About the time of Christ, the inhabitants of the San Juan, Paria, Virgin, and Kanab river valleys began to raise corn. This marked the beginning of the long development of a culture known as the Anasazi (Navaho, the Ancients), which was distributed over northern Arizona and New Mexico, southwestern Colorado, southern Utah and Nevada, and southeastern California.
Agriculture
SYMBOLICALLY, the first act of the Mormon pioneers, when they entered Great Salt Lake Valley in 1847, was to plow the soil. When plowshares broke in the sun-baked earth, the settlers flooded the land with water from City Creek. The next day they planted potatoes. That was the first farming by white men in Utah. The system of Mormon settlement, in agricultural villages and communities, brought farmers in from their acres each evening, where they could "swap" experiences and theories with their neighbors. This system has not materially changed; Utah farmers in 1940 are still preeminently village dwellers, with social, economic, and religious life centered around communities. There are some 30,000 farms in Utah, about half of which are in the six counties adjacent to Salt Lake City. Because of this concentration, in reach of electrical lines, Utah is fifth in the nation in percentage of farm homes wired for electricity.

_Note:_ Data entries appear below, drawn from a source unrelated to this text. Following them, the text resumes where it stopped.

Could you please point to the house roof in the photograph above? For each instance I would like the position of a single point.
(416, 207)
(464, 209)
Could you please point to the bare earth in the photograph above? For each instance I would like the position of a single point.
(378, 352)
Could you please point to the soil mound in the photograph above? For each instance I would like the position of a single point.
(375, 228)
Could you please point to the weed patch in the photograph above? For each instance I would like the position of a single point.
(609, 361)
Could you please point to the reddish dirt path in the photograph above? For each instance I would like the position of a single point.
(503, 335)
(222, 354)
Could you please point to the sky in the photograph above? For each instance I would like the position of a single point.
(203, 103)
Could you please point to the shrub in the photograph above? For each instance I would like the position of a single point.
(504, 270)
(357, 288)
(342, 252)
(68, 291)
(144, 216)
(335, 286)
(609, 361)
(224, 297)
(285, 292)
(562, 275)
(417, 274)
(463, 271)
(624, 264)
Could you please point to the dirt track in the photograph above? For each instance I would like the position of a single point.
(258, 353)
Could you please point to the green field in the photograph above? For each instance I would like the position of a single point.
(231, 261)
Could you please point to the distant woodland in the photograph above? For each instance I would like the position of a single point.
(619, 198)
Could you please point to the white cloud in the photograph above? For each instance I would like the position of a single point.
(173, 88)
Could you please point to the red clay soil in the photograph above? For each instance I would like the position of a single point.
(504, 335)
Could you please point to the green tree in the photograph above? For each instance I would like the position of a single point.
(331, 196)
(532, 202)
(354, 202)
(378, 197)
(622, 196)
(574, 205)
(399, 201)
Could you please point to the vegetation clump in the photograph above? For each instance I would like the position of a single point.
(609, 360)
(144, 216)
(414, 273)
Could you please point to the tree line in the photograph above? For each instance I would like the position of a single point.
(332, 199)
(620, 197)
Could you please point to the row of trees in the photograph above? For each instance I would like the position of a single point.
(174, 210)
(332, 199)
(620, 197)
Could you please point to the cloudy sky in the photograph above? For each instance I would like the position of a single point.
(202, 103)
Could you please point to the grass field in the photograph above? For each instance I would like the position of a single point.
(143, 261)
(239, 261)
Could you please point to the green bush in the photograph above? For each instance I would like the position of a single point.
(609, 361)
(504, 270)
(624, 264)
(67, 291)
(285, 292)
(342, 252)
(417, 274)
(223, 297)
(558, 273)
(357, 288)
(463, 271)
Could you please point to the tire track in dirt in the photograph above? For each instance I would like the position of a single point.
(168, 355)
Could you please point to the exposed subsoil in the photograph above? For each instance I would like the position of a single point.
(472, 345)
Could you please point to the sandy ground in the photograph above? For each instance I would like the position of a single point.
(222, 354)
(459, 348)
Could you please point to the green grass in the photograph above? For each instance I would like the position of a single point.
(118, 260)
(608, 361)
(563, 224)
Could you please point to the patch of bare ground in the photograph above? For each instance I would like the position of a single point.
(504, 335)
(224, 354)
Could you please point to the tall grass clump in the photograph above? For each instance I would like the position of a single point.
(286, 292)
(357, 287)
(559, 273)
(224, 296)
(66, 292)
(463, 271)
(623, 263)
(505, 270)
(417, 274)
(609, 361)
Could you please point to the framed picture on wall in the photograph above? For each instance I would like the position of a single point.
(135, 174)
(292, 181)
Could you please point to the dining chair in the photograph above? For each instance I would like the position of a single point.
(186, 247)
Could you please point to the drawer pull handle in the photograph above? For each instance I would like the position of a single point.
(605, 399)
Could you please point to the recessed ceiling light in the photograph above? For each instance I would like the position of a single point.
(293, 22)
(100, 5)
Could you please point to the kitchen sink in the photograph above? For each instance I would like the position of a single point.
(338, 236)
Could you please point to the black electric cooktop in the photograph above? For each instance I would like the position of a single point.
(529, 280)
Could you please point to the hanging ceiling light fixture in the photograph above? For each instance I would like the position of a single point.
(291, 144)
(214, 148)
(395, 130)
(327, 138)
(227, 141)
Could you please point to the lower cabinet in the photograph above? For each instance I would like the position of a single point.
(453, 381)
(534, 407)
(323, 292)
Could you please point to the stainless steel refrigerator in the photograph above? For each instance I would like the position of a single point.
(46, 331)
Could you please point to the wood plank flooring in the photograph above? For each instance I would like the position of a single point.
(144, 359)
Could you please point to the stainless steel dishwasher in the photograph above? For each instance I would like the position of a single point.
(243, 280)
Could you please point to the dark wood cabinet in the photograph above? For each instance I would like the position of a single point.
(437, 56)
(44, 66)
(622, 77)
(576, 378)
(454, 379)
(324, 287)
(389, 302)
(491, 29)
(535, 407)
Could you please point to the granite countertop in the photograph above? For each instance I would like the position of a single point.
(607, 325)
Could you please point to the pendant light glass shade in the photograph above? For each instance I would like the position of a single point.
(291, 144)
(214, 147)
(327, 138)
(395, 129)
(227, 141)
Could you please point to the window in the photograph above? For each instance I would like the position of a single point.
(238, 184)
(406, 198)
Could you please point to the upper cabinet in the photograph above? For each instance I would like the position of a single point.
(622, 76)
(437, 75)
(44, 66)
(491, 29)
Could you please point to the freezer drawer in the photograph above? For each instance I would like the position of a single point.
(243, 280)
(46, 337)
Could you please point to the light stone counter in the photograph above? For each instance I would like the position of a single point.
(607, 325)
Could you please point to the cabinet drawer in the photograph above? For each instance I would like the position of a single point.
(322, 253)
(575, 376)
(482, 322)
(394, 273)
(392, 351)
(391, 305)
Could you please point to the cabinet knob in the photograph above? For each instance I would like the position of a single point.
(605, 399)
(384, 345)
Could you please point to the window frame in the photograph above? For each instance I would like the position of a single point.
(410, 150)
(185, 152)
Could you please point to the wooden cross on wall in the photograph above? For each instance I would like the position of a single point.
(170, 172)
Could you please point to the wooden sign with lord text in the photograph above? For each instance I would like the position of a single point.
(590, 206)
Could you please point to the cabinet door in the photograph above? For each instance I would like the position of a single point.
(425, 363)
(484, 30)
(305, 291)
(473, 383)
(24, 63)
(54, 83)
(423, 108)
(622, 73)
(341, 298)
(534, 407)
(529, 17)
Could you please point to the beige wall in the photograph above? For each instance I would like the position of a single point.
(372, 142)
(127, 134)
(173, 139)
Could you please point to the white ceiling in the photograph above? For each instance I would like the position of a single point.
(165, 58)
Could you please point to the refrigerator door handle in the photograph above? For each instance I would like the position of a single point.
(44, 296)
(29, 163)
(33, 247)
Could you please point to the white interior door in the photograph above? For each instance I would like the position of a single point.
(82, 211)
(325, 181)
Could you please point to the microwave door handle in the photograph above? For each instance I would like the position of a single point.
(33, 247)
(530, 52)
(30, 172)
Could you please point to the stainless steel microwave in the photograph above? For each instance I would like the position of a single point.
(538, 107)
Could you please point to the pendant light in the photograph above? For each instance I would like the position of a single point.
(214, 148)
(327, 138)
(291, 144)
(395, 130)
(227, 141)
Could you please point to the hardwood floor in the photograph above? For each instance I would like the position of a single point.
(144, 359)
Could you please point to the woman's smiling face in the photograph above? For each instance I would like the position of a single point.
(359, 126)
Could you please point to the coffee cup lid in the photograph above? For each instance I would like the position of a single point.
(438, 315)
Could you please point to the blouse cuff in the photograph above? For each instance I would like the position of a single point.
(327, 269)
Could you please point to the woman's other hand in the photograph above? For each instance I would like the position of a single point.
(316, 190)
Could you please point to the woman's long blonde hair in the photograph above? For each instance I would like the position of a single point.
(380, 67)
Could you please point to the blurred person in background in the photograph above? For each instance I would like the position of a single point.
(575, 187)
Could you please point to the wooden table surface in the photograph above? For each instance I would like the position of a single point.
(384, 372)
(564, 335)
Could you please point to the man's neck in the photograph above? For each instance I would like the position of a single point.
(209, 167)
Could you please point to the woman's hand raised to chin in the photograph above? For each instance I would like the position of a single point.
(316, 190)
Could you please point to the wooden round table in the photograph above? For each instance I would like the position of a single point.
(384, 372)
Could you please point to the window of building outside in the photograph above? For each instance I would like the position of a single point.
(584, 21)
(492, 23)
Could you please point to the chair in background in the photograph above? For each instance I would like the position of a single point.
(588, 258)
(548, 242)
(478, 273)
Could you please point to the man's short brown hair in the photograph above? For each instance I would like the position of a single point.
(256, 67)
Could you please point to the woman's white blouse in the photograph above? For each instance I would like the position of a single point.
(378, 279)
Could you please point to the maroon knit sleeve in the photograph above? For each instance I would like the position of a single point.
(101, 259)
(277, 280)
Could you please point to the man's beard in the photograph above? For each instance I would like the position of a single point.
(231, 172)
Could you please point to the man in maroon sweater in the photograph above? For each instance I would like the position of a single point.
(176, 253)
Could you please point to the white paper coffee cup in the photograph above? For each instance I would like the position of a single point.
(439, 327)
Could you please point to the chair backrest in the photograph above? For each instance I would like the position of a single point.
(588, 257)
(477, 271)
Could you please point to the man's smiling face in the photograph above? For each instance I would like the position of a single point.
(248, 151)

Of the total area of the State, only 3.3 per cent is tilled land, and about 1 per cent is dry-farmed. Much more land could be farmed if water were available. Most of the irrigable land was under cultivation at the close of the nineteenth century, and the farms, never large, have since been subdivided among large families. Third and fourth generations today face the problem of making a small farm of 20 acres or less support a family.
Utah soil, like that of other arid States, is exceptionally rich in plant foods--there has never been abundant water to carry away the minerals necessary for plant growth. Some Utah soils are 60 per cent limestone, and with limited rainfall and careful irrigation may never require additional lime.